Flaxseed – flaxseed and flaxseed oil are among the few sources of the essential omega-3 fatty acid ALA, which forms a protective shield against cancer cells responsible for breast cancer.
Spinach - spinach contains the antioxidant lutein that plays a key role in guarding against breast cancer along with mouth, esophagus and stomach cancer.
Broccoli –broccoli contains cancer-fighting compounds known as indole-3-carbinol that help alter estrogen metabolism and suppress breast tumor cell growth. Eating one-half cup of broccoli daily can help protect against breast cancer. Raw broccoli supplies more health benefits than cooked broccoli.
Blueberries — blueberries are power-packed with vitamins, minerals and antioxidants that can aid in breast cancer prevention. The phytochemicals present in blueberries work together to prevent the growth and spread of various forms of breast cancer.To reap the most benefits from blueberries, eat them fresh instead of the packaged versions.
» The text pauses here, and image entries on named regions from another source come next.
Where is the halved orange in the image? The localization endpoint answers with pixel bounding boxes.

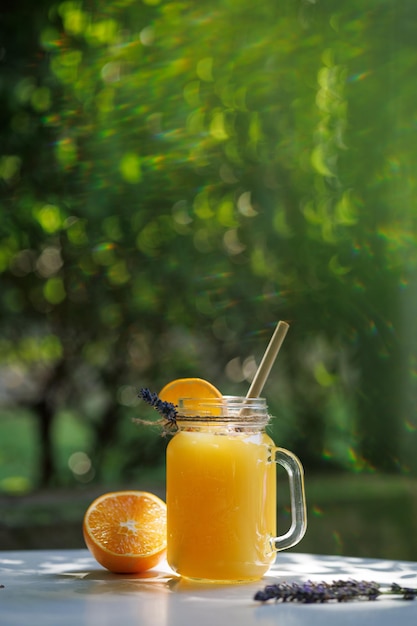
[83,491,167,574]
[158,378,223,413]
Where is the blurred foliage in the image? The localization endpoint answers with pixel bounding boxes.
[0,0,417,484]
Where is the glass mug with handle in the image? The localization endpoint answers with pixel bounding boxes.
[166,396,307,582]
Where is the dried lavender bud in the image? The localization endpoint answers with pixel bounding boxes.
[254,580,417,604]
[139,388,177,426]
[391,583,417,600]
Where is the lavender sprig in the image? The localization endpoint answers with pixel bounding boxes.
[139,388,177,428]
[254,580,417,604]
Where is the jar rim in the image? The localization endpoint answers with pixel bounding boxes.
[176,396,270,427]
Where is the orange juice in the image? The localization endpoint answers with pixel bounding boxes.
[167,428,276,581]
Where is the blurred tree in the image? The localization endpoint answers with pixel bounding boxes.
[0,0,416,484]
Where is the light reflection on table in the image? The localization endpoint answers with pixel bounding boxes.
[0,550,417,626]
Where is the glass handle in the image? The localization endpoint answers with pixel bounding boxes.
[272,448,307,551]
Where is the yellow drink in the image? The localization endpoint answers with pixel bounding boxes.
[167,422,276,581]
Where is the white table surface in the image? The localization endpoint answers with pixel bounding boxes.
[0,550,417,626]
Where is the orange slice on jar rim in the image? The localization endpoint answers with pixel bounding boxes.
[158,378,223,416]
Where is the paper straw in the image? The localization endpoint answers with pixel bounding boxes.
[246,321,289,398]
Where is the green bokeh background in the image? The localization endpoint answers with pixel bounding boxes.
[0,0,417,558]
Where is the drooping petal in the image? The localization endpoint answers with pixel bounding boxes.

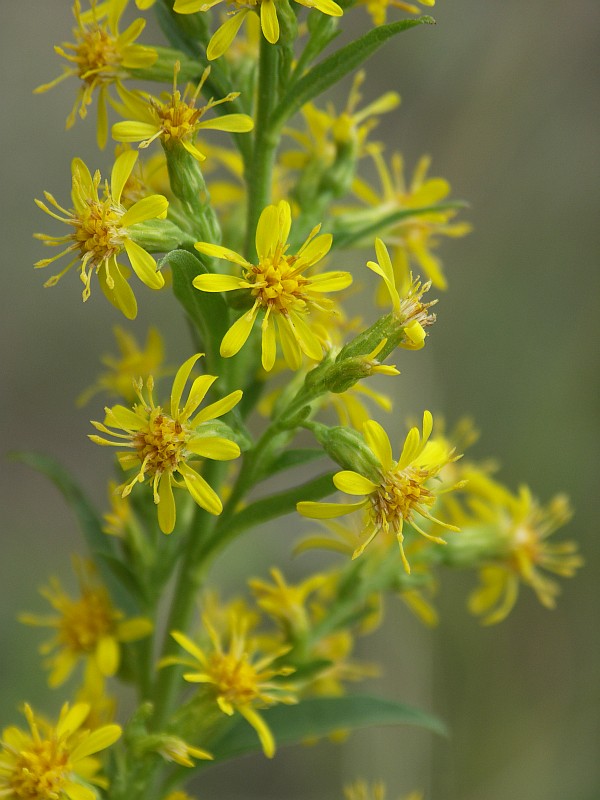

Pomegranate – pomegranate contains natural compounds like urolithin B that suppress estrogen prevent the growth of hormone-responsive breast cancer tumors. Plus, it is packed with polyphenols like ellagic acid with antioxidant properties that reduce the effect of estrogen in promoting the growth of breast cancer.
Walnuts – Walnuts contain many helpful nutrients which help your body fight inflammation and actually slow down the growth of breast cancer tumors. Marshall University researchers suggest that eating about two ounces of walnuts a day may help change the activity of multiple genes that contribute to breast cancer, thereby reducing the risk of breast cancer.
So, these are just a few simple foods you can incorporate into your diet to reduce your chances of getting breast cancer. If you are a regular follower of my blog, then you know I’m a huge advocate for using food as medicine. Hippocrates – the father of western medicine – said it best - “Let thy food be thy medicine and thy medicine be thy food.”